Certes, on ne peut pas dire que tout se passe comme sur des roulettes. Obsédé par son « image télévisée », Sarkozy a toujours tenté de faire aboutir ses projets au moyen d’idées inconsistantes mais avantageuses pour se faire de la publicité, par exemple, l’échange de ministres permanents (un ministre allemand au cabinet français et un ministre français au cabinet allemand), et même des ambassades communes. Les Allemands y ont poliment renoncé en invoquant l’aspect "inconstitutionnel".

L’ingéniosité diplomatique et l’énergie françaises jointes à l’ordre et la discipline allemands sont capables de faire frémir n’importe qui.

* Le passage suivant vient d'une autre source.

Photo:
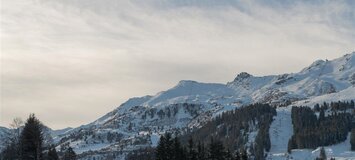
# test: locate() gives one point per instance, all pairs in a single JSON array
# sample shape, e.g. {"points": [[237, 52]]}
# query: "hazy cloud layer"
{"points": [[71, 61]]}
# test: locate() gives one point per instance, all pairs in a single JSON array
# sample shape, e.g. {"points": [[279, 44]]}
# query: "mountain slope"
{"points": [[139, 121]]}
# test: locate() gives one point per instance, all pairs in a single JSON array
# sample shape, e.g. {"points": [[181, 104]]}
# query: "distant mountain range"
{"points": [[141, 120]]}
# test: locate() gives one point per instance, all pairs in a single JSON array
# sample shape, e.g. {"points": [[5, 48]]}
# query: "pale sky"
{"points": [[72, 61]]}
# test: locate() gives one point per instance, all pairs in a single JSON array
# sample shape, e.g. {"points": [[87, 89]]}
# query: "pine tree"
{"points": [[192, 155], [69, 154], [216, 150], [178, 152], [201, 152], [352, 139], [165, 147], [31, 139], [244, 155], [52, 154], [322, 155], [161, 149]]}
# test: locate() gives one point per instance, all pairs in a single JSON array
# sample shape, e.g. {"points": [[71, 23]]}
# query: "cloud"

C’est d’ailleurs déjà le cas.

A présent, de même que dans le passé, alors que pour la énième fois la France et l’Allemagne commencent à se rapprocher, un désarroi se fait ressentir dans les immenses étendues de l’Europe, de Lisbonne à Riga : contre qui (ou pour qui) se tisse ce nouvel amour ? Selon certains experts spécialisés dans l’UE, le plus grand danger de ce genre de rapprochement consiste en ce qu’il pourrait aboutir à l’apparition d’un camp adverse au sein de l’Union européenne. Les pays de l’UE ont du mal à croire que le partenariat franco-allemand vise non pas à s’assurer la domination de l’UE, mais à la faire progresser.

Ce texte n’engage que la responsabilité de l’auteur.